Hapless Boks hand victory to All Blacks on a plate

2008-08-17 00:00

THE Springboks, quite literally, played into eager All Blacks hands in losing Saturday’s Test at Newlands 19-0, and the world champions now have little hope of adding the Tri-Nations title to their trophy cabinet.

The Springboks, without a genuine fetcher in their loose trio, were predictably cleaned out by All Black flank Richie McCaw and his cronies at the breakdown and that cost them any chance of winning a Test which was there for the taking.

The Boks now have to beat the Wallabies twice — on successive Saturdays at King’s Park and Ellis Park — and rely on the Australians also beating the New Zealanders in Brisbane on September 13 — to take the title. You will get long odds on that happening.

The All Blacks, at Newlands, defended superbly around the fringes, but created little of their own — not that they had to as the Boks presented them with possession and tries, gift-wrapped, which allowed them to seal a comfortable win.

The Boks lost because they failed to protect their ball. They had the edge in the set-pieces, but their untidy efforts to keep the ball alive merely provided the All Blacks with a steady stream of turnover possession.

They also lacked direction, often playing the ball wide instead of sucking in the All Blacks with a more direct approach. And so it was that we saw an intriguing reversal of roles with the Springboks, often dangerously and from deep in their own half, seeking to counter-attack while the All Blacks played a tactical, territorial game around the boot of flyhalf Dan Carter.

The Boks, particularly in the first half, had their moments and were more threatening than the All Blacks.

Bismarck du Plessis, Jean de Villiers, JP Pietersen, Fourie du Preez, Bryan Habana and Pierre Spies all broke the All Black defensive lines on occasions, but their promising moves died at the breakdowns.

And therein lay the Bok problem. The Boks, almost to a man, ran until they were tackled, ignoring supporting runners and overlaps, and then went to ground with the ball.

If they had some some control at the breakdown, if they had, for instance, a fetcher like the Lions’ Cobus Grobbleaar and arrived at the stoppage in numbers, then at least they could have recycled possession, created momentum and allowed their big back-row forwards — Juan Smith, Schalk Burger and Pierre Spies — to run off an advancing platform.

But the Boks could not retain possession at the tackle and, on a few occasions, conceded turnovers within a metre from the All Black line.

The heavily-penalised Springboks, with good reason, were convinced that Australian referee Matt Goddard was looking only at their indiscretions at the tackle and ignoring the goings-on of the streetwise All Blacks.

That might have been, but it was not a day for excuses. There were too many holes to be picked in the Bok game to worry too much about where the referee went wrong.

It was the most frustrating of Test matches for the Springbok supporters. At half-time, and only trailing 0-5 to an early All Black try — they were also helped by a series of fluffed Carter goalkicks — the Boks were strongly in contention in spite of the many errors.

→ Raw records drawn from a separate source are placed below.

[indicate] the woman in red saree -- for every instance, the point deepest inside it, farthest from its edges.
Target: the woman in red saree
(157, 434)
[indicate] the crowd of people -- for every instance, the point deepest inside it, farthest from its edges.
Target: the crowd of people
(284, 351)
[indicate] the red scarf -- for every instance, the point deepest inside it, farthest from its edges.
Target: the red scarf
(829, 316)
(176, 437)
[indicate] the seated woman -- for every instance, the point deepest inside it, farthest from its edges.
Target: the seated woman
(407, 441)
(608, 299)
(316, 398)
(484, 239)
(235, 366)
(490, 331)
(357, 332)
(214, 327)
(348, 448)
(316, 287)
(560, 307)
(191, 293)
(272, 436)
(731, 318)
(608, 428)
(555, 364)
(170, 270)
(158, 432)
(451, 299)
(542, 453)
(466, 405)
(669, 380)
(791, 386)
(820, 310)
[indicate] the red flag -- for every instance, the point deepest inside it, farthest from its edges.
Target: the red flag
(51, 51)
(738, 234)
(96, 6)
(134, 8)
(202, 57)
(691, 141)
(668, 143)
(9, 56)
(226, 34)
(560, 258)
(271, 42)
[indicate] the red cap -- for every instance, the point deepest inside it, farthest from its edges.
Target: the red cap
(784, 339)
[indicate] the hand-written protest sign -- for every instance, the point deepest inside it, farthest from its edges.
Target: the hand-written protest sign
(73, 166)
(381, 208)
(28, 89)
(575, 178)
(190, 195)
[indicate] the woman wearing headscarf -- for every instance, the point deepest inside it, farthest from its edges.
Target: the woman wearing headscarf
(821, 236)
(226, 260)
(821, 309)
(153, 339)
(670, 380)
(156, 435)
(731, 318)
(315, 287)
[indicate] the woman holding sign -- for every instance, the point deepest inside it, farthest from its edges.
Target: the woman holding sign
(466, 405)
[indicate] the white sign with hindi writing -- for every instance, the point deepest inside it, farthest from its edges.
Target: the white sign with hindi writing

The much-vaunted All Black scrum was under pressure, the Bok lineout was steady without being dominant while their powerful runners were finding holes in the visitors’ defence.

But the turnovers and lack of accuracy continued after the break, and when Bryan Habana, their most dangerous attacker, left the field with an injury and coach Peter de Villiers replaced their most physical forward and effective tackler Schalk Burger with Luke Watson, one sensed the game was slipping away.

Moments later Carter found a hole in the Bok defence and his try at the posts (12-0) ended the contest.

There was still time, though, for Jean de Villiers, under pressure from a quick Francois Steyn lineout, to make one of the better passes of the day. The pity was that it went straight to All Blacks replacement hooker Keven Mealamu and he doddled over for the third New Zealand try (19-0).

The Springboks, right to the end, had played the perfect hosts.